これまで農園を経営してきた父(先代)とのコミュニケーションがとても難しかったです。今もそうですが、当時は喧嘩をすることも多々ありました。これは事業承継をされる方にとっては珍しくないことだと思います。

また、農業は他業種と比べて”数値化”が難しいです。例えば、品質の良いぶどうを収穫できた時に、何が起因して質の良いぶどうを収穫できたか明確には計ることができません。「天気が良かったから?栽培方法が良かったから?栽培方法ならどこが効いてるのか?」など、上手くいっても何とでも理由をつけることができますし、たとえ失敗しても明確な原因が分かりません。

後継者としてぶどうを売ることはできても、それよりも前の”栽培”という点でどうしても成果を出しづらく認めてもらいにくい果樹農業は、特に事業承継が難しいと感じました。

 

――事業承継後、実際にブドウ農園を営む中で大変なことはございますか?

実際に果樹農業を営んでみて、とても縛りが多いと感じています。果樹農業はリードタイムが非常に長く、苗木を植えてから収穫までに5年程かかります。投資をしてもすぐに回収することができず、先を見据え長期スパンで考えなければならず、時に思い切りも必要です。そこが運営しながらもどかしく感じています。

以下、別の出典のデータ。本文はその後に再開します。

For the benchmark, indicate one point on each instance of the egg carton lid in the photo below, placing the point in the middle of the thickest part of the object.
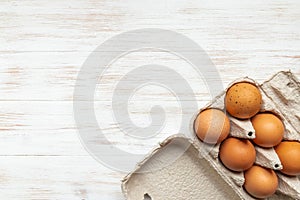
(178, 168)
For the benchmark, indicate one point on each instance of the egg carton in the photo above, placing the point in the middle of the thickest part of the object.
(186, 168)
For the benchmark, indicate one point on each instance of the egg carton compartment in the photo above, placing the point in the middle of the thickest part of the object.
(197, 172)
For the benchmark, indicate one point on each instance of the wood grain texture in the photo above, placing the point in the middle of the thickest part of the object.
(44, 44)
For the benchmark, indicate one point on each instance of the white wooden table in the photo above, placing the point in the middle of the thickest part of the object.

また、季節によって忙しさが変わります。夏場の数か月でぶどうを全て収穫するのでその時期はとても忙しいですが、逆に冬場はそこまで忙しくありません。季節によってオンとオフの差が激しいので、なかなか常時雇用ができないこともあります。従業員はおらず、夏場はパートさんにお手伝いしてもらいながら農園を運営しています。また、農業を楽しんでもらうことを目的に「ガチボラ」と題して、農業を実際に体験しながらお手伝いしてもらうボランティアの方々の手を借りたりもしています。

 

――「あの時にああしておけばよかったな。」事業承継をした今だからと感じることはございますか?

就農前に、きちんと就農後の条件についてきちんと親と話しておけばよかったと思います。例えば、「給与面の話」や「何をしたくて農業をするのかといった想い」など、しっかりと話しておけば、就農後とのギャップをもっと埋められたと感じています。

また、経営状況をしっかりと理解しておくことも重要だと思います。私の場合、父は頑固な性格でぶつかることもありますが、しっかりと経営をできていたので、金銭面では苦労しませんでした。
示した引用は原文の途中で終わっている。